The operating system uses these possibilities intensively for the management of so-called screens  - the Copper enables different screens of the Amiga graphics to be displayed at the same time, offset in height. Each screen can work in a completely different display mode. This is achieved by completely changing the configuration of the video logic in a certain line of the screen so that a different display mode becomes effective and the display data is also fetched from other areas of the video memory (in the chip RAM). In other computer systems, this is also called a split screen .

Other effects that can be traced back to reconfigurations of the video logic at a certain screen coordinate are used in game programs.

functionality

The Copper runs its own programs, the so-called copper lists, synchronously with the electron beam of the connected monitor. These programs are made up of just three different basic commands:

  • a WAIT command that lets the Copper wait passively for a certain screen coordinate to be reached (if the values ​​of and are specified ); you can still wait for the completion of a blit ;
  • a MOVE command that sets a selectable register in the chipset to a new, predeterminable 16-bit value;
  • a SKIP command that skips the following command if the electron beam has already passed a certain position. This can be used to program loops in copper lists.

Jumps can be implemented by manipulating special address registers. Furthermore, the copper can be allowed to control the blitter and thus indirectly manipulate any addresses in the chip RAM . It is also possible to send frame-synchronous interrupt requests to the CPU .

The resolution of the horizontal waiting position with the original chip set is four low-resolution or eight high-resolution pixels . When the video electronics in the Amiga chipset start outputting a new image in the top left, the copper list is also started, usually with a wait command. If the screen coordinate specified in the wait command is reached, the following command can be processed, usually a move command with which one of the configuration registers is changed. Typically, changing a single register content will not be enough, so that several such move commands will follow one another without further waiting commands.

However, only one copper command can be processed per pixel, so that a reconfiguration can take a whole series of pixels. The operating system therefore inserts a black line in its own copper lists in the original chip set between two vertically consecutive screens; with the AGA chipset it even has to be three. Easier reconfiguration than screen switching can of course also be done directly without switching to black.

If more than two screens are to be displayed at the same time, a corresponding number of waiting commands with the following move commands must be arranged in the copper list for reconfiguration. Only at the very end of all of these parts is there a wait command for a position that will never be reached. This is the end of the program, whereby the copper waits until the copper list is restarted with a new screen layout.
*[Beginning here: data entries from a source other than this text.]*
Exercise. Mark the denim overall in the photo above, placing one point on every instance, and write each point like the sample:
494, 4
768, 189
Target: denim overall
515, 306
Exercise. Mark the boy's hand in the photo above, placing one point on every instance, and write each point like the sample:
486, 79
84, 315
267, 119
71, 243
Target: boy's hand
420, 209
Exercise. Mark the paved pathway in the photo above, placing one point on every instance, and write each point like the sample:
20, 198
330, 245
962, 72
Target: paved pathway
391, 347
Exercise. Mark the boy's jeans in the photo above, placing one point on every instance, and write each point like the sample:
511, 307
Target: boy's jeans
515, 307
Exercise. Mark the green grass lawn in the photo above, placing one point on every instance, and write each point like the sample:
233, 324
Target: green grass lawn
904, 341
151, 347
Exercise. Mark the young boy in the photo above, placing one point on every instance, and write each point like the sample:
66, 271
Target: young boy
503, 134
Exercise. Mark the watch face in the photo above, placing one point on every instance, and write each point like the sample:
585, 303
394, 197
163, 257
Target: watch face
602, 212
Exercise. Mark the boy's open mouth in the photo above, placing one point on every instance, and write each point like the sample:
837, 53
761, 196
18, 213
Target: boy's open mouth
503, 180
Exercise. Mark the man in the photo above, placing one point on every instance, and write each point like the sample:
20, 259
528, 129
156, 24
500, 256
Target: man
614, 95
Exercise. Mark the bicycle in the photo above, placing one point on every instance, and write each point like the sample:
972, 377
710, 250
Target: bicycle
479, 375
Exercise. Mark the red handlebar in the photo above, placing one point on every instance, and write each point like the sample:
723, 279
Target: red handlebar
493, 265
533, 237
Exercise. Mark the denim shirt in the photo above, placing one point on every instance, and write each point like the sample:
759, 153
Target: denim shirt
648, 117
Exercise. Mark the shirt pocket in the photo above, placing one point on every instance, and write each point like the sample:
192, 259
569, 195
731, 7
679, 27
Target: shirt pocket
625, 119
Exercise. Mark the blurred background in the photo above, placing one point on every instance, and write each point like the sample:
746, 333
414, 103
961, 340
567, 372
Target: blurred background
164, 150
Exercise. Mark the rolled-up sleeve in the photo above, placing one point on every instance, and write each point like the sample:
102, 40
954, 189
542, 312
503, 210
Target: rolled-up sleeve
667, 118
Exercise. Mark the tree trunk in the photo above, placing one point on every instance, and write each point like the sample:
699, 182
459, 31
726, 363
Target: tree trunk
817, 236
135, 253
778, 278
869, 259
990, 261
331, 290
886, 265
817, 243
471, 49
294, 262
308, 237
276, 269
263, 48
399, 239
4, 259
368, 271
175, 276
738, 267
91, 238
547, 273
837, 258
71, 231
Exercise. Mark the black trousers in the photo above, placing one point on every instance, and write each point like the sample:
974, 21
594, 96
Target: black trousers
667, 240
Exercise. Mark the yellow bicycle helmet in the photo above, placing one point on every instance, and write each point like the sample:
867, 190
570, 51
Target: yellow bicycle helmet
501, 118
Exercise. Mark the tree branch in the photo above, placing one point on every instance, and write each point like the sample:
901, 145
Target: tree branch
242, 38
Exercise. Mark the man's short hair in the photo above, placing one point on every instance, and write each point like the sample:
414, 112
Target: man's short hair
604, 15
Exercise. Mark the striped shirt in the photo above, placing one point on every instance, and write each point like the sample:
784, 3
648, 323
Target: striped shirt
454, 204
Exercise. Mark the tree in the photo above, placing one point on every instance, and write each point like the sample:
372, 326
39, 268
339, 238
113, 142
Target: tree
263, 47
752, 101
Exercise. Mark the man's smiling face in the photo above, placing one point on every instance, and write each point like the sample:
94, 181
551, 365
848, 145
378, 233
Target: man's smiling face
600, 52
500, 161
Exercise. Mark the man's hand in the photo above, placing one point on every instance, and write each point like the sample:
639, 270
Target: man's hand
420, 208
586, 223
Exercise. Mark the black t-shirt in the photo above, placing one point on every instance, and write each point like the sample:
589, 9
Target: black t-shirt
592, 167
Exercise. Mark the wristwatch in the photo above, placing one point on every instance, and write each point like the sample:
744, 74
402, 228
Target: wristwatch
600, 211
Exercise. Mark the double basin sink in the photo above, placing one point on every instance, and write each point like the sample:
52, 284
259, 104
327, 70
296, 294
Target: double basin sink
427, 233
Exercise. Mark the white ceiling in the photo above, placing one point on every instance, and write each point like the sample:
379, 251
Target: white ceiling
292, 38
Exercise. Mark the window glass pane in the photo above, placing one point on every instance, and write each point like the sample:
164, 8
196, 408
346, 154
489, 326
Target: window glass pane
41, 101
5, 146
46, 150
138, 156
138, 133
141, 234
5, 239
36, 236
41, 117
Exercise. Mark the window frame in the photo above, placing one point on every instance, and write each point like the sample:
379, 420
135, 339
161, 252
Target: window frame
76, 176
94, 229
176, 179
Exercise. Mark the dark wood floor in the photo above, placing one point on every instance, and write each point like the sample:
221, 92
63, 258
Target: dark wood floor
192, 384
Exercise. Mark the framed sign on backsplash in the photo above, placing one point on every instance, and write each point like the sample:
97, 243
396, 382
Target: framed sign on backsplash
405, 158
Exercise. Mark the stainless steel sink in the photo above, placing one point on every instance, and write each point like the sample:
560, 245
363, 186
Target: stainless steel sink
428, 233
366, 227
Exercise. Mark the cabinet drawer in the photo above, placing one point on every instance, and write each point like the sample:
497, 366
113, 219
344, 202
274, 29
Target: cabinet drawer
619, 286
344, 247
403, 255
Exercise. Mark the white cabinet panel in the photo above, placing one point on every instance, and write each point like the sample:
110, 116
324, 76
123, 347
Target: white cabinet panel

The operating system provides functions for mixing copper lists and for generating a final copper list from the copper lists belonging to the individual screens , which is transferred to the copper for processing.

Copper tricks

The programmability through the Copper allowed various tricks in the display:

  • "Reuse" of sprites : The Amiga hardware only offers 8 sprites, but with the support of the Copper it can give the impression of a lot more. Each sprite is displayed in a specific position until the raster beam has passed it; the copper can then instantly change its position and appearance before the raster beam reaches this new position. A single hardware sprite can thus cover several objects that are visible on the screen. It takes CPU time to update the copper lists, but the actual relocation of the sprites to the correct positions at the right time is done entirely by the chipset.
  • Change display resolutions and color palettes in the middle of the picture: One of the most unusual features of the Amiga - the computer can change the resolution from one line to the next, i.e. display different horizontal resolutions on the same screen at the same time. This is somewhat similar to Windows' ability to use the Alt-Tab keys to toggle between different full-screen programs, but on the Amiga the user simply pulls the front screen down like a blind to see what's behind it - both are visible at the same time . Painting programs use this to let the user draw directly on a HAM screen (in low resolution), but at the same time to display a high-resolution, detailed toolbar at the top or bottom of the screen. With game programs, you often have a moving scene in low resolution in the upper part of the display and a high-resolution bar with data and action buttons at the bottom.
  • So-called. "Sliced ​​HAM", or S-HAM. This was invented by Rhett Anderson in 1989; it consists of a copper list that changes the color palette in front of each line of a HAM display in order to bypass almost all of the color restrictions in this mode.
  • Graphics with 12 bit color depth without using the HAM mode: the graphics mode is switched to 0 bit color depth - i.e. only background - but the color is varied so quickly by the copper that a lower resolution "high color" image is created.

Especially in the programmer demo scene , such tricks were increased to ever more remarkable effects. There were e.g. In France, for example, there was a group of programmers called Wild Copper , whose products gained a certain fame.

Hardware organization

The copper is contained in the chipset's Agnus chip . The copper list must be in the chip RAM , because the chipset only has access to this. The Agnus chip accesses it using its DMA machine. The Copper receives the current screen position from the Denise chip, which controls the video output. The video configuration registers, which are usually modified via the copper list, are also located in the Denise chip.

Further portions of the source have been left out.